A rather different approach is determining application performance by analyzing the network traffic. These network appliances typically mirror a port on the switches that servers are connected to (as well as some other techniques). They can analyze the traffic to figure out the performance of real user transactions as well as transactions between application components and back end services.

Fundamental appeal of this approach is that it can be deployed without any changes to the application on the server or the client side (no agents, code changes, etc.), though in practice some changes to the configuration or application code ( to be able to stitch transactions spanning multiple servers, etc.) seems to improve the quality of the analysis.

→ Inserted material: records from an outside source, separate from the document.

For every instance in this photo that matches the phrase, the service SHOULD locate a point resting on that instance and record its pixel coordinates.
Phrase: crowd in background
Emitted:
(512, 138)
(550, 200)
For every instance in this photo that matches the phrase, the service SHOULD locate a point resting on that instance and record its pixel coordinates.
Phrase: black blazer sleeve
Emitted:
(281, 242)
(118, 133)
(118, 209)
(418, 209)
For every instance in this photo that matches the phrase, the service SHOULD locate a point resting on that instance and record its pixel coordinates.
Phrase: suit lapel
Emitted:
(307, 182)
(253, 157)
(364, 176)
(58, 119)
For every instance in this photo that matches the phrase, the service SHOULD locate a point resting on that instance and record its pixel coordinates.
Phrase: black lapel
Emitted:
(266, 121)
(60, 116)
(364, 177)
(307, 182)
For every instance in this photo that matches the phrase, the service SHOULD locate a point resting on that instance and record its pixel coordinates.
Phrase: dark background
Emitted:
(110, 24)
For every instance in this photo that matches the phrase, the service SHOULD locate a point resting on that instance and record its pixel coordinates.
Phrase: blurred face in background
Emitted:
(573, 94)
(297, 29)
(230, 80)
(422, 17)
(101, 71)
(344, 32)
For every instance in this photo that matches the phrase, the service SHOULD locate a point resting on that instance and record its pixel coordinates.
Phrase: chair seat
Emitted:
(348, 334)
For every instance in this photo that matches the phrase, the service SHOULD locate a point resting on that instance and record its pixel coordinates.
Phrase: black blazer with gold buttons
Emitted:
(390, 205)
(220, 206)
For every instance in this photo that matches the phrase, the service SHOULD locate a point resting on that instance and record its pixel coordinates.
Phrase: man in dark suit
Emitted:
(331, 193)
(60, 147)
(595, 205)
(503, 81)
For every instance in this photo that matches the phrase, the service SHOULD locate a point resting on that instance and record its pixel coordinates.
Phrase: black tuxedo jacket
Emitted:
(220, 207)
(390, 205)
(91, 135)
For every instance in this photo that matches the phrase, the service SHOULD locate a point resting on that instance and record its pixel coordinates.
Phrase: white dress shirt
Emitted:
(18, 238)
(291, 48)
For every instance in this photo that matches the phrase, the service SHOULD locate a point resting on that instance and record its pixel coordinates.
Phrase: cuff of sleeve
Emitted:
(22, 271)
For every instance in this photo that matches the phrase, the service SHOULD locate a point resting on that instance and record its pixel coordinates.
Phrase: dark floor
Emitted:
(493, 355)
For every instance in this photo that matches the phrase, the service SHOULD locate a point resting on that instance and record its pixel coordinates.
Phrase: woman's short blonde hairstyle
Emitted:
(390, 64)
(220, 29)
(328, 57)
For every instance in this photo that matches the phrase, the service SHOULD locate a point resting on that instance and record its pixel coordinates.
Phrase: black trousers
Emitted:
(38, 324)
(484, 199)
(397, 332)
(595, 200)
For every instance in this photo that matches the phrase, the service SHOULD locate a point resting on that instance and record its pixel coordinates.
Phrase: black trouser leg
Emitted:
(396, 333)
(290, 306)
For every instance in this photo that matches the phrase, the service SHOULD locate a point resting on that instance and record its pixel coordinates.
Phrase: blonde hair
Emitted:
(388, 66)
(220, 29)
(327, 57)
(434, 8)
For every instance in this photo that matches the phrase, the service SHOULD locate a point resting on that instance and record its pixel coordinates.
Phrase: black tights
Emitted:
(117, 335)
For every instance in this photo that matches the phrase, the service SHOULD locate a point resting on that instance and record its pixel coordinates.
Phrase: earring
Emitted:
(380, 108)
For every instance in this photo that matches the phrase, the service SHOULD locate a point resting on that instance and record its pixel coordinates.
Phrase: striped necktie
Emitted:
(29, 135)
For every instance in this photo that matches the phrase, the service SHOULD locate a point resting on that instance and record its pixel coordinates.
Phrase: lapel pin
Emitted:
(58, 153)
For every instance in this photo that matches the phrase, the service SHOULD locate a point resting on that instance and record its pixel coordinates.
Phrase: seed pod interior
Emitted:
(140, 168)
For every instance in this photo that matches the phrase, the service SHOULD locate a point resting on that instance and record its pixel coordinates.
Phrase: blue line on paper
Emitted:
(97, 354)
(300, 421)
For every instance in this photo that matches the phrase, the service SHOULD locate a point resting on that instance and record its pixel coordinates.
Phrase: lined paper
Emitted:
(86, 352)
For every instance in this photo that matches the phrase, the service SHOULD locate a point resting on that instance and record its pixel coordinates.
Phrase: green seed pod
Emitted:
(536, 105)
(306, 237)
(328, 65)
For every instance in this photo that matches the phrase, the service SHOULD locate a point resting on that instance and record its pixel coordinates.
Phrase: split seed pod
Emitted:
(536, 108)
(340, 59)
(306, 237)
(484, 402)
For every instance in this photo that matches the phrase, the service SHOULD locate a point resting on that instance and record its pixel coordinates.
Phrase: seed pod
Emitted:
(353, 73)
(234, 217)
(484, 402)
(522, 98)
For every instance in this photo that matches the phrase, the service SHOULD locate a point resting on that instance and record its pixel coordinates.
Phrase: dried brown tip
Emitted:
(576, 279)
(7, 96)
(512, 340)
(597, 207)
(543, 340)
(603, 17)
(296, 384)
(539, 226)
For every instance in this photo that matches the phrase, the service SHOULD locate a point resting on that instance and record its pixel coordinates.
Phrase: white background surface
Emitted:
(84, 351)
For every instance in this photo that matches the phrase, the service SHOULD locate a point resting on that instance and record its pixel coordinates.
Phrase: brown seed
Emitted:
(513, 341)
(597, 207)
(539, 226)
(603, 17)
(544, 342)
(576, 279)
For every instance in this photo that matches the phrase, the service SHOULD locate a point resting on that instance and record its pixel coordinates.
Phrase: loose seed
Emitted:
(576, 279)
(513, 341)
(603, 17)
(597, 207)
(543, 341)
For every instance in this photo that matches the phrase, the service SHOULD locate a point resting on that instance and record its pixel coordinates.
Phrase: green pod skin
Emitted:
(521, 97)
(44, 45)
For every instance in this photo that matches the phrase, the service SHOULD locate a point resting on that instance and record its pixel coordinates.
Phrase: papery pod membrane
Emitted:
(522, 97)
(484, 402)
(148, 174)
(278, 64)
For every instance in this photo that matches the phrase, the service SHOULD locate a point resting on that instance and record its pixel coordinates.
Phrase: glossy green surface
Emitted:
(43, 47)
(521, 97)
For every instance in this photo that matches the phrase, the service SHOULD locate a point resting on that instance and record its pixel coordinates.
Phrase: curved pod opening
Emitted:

Another advantage is that, using this approach does not introduce any performance overhead as they passively process mirrored traffic. Weakness of this approach solution is that it requires a hardware device to be deployed on the network which may not always be feasible. Another problem is in virtual environments, the traffic between VMs may not go through physical switches at all if the VMs are running on the same host. In this case, the suggested solution seems to be deploying a VM on each of the physical hosts to network traffic on that host somewhat departing from its easy deployment and no overhead promise. ExtraHop provides a product that uses this approach.

Configuration management

A configuration management system is needed to deploy software, and make/track configuration changes, etc. in an automated, repeatable, testable manner. Having shell access to production servers and installing applications manually is a high risk endeavor. It is easy to introduce errors that can cause outages, and errors introduced are typically very hard to find afterwards. It is also considered a security risk, hence may not acceptable in risk averse organizations. Although it is possible to automate the process using scripts and ssh into the servers, more common approach is to have an agent running on the server.

Puppet and Chef are the most popular open source configuration management tools with large communities. Chef is also available as a hosted service. Glu and Ansible are some of the less well known alternatives with smaller communities (also open source). There are also tools more focused on application deployment like Capistrano.